Attack of the Killer Water Weed:
The New York Times reports that Caddo Lake in Texas is being eaten alive by Salvina Molesta, a type of South American water weed "with an ability to double in size every two to four days and cover 40 square miles within three months, suffocating all life beneath." No problem there!

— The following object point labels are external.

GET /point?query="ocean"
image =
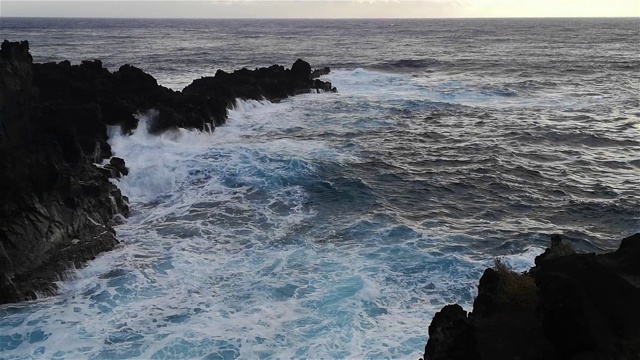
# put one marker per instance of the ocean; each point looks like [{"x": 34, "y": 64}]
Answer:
[{"x": 336, "y": 225}]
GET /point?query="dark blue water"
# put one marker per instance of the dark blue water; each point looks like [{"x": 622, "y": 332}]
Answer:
[{"x": 335, "y": 225}]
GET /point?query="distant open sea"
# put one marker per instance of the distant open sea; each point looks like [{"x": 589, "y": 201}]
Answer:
[{"x": 336, "y": 225}]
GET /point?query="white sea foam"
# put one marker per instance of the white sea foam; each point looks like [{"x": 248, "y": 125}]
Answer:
[{"x": 229, "y": 253}]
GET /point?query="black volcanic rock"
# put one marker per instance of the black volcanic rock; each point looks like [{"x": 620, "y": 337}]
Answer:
[
  {"x": 451, "y": 336},
  {"x": 56, "y": 204},
  {"x": 587, "y": 306}
]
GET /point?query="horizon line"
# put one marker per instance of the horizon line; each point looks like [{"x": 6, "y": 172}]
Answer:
[{"x": 327, "y": 18}]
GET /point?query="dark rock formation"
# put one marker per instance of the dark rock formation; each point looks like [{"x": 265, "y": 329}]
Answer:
[
  {"x": 586, "y": 306},
  {"x": 56, "y": 204}
]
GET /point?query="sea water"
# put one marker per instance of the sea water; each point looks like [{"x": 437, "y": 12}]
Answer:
[{"x": 336, "y": 225}]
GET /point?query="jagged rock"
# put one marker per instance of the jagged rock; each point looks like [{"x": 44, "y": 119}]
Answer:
[
  {"x": 56, "y": 206},
  {"x": 451, "y": 336},
  {"x": 586, "y": 308}
]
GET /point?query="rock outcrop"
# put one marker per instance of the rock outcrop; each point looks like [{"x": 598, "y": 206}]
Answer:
[
  {"x": 56, "y": 204},
  {"x": 583, "y": 306}
]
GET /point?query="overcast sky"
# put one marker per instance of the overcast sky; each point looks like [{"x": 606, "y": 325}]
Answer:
[{"x": 323, "y": 8}]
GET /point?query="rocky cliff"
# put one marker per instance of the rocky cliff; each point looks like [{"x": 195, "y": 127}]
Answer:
[
  {"x": 57, "y": 205},
  {"x": 569, "y": 306}
]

With insurance, the big print always seems to provide coverage, but the little print always seems to limit that coverage or void it altogether. Now consider pet insurance. When a pet insurance company denies your claim or pays out only fragmentary coverage, your only option is to hire a $10,000 lawyer in order to litigate a $2,000 claim. Not likely. So what do you do? You pay the vet, walk away bruised, and the Pet Insurance company pockets your premums and laughs all the way to the bank. Don't believe that's what happens most of the time? Then read what people with pet insurance have to say. Has anyone ever had a good experience with pet insurance? If so, tell us in the comments section (and sign it!).
Giant Alien Crabs:
Check out this picture and story over at Tom James Virginia Outdoors. Yow! Just what the Cheseapeake Bay needs -- more alien invaders.
Advice from a Mad Man:
Over at the Black Bear Blog, Tom Remington has sage advice from a mad man in Oklahoma who wrestles live coyotes: “If a coyote bites down" on you this gentleman says, “Don’t panic.” If you jerk your hand back, the coyote’s teeth will rip flesh off the bone. The thing to do is to calmly dig your fingernail into the soft roof of the coyote’s mouth. “When it lets go, grab it by the throat and yank it up. “When you get all four legs off the ground, the fight is over. You’ve won.”

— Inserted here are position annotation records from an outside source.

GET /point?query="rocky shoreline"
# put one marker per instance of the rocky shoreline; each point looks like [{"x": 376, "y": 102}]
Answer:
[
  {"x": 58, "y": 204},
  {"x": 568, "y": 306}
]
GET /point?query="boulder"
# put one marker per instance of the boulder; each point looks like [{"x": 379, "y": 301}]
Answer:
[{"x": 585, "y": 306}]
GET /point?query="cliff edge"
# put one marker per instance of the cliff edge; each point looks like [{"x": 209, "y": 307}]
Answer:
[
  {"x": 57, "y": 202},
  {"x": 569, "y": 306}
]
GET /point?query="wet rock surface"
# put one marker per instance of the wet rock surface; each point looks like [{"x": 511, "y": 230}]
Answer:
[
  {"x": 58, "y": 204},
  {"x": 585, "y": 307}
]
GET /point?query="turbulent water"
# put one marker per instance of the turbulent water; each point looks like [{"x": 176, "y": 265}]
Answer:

Louisiana Hawking Blog Kicks Up Again:
Good news on the blog-o-sphere: Matt M. is cranking up his hawking blog again. Excellent!

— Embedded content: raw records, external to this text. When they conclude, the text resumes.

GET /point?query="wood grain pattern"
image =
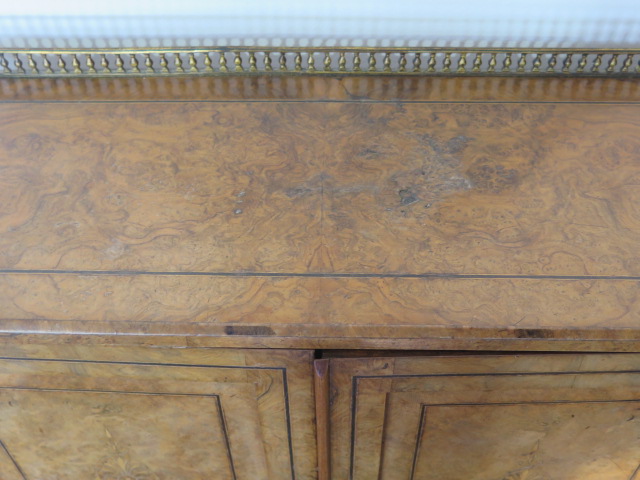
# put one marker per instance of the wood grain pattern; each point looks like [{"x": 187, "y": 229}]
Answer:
[
  {"x": 545, "y": 416},
  {"x": 323, "y": 221},
  {"x": 335, "y": 88},
  {"x": 156, "y": 413},
  {"x": 474, "y": 189},
  {"x": 323, "y": 425}
]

Best Environmental News of the Month:
Sen. Ted Stevens's home has been raided by FBI and IRS agents looking into corruption. Corruption? No! Just because he has pimped out America's wild lands to the oil and gas lobbies, for more than 30 years? Why would you think there might be corruption there? Anyone who thinks getting a warrant for the most powerful U.S. Senator on Capitol Hill (who is also a Republican) does not know how it goes in this town. And yes, he could be as innocent as O.J.